The title makes it sound like a bad customer experience. Yet in reality quite the opposite happened. Headlines can be misleading!
The individual describes her experience as ‘perfect’ as the autistic staff member counted her change and her bags multiple times. The customer has a child on the spectrum herself so clearly would have a high degree of empathy in this scenario.
Yet she also reveals that this cashier’s queue was empty. Are others avoiding the line? It’s hard to say from this post but perhaps this was the case.
Either way, it reminded me that so much of our life is about speed and efficiency. We want everything to be instant, delivered by yesterday. Except for instant coffee – that is never a good thing!
It’s this very focus on efficiency that means some people get left behind. Of course, efficiency is vital for businesses to compete and allows markets to function. But what if we found ways to adapt roles for people with disabilities that actually utilise their strengths and don’t compromise on efficiency?
That’s what we are doing at Xceptional. Our recruitment process measures for attributes such as tolerance for repetition. Software testing is a type of work that requires in-depth attention to detail and the ability to focus on the same or similar tasks over and over.
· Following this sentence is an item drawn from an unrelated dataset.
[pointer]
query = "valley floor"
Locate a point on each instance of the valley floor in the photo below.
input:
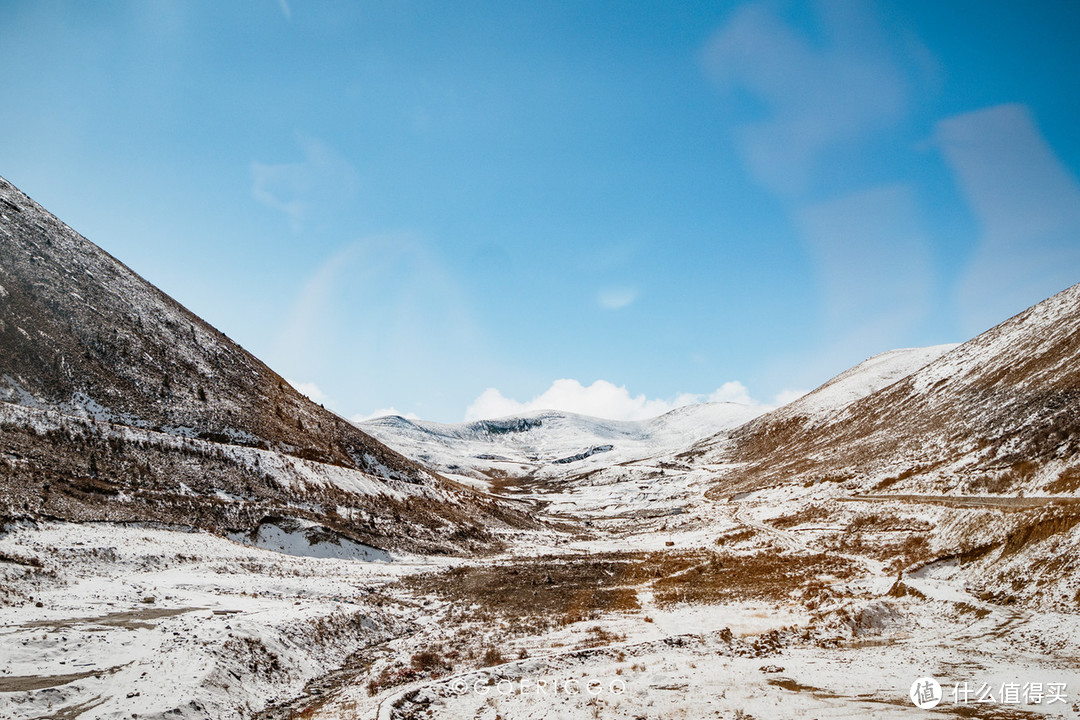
(644, 599)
We are setting our software testers in teams with a Client Engagement Manager who takes the responsibility of communicating with the client organisation. This helps cut down the amount of communication that our other testers need to do with unfamiliar people, thereby reducing the potential for anxiety.
The job is tailored to suit their strengths and challenges. And the result is a high quality service that is inclusive and yet doesn’t require compromise by the customer. In fact, results so far show that this model provides better performance.
It is our hope that our customers will see the model and be challenged to think about ways that they can adapt their jobs.
What about you? How might your organisation become a more neurodiverse employer while serving your customer in the best way possible?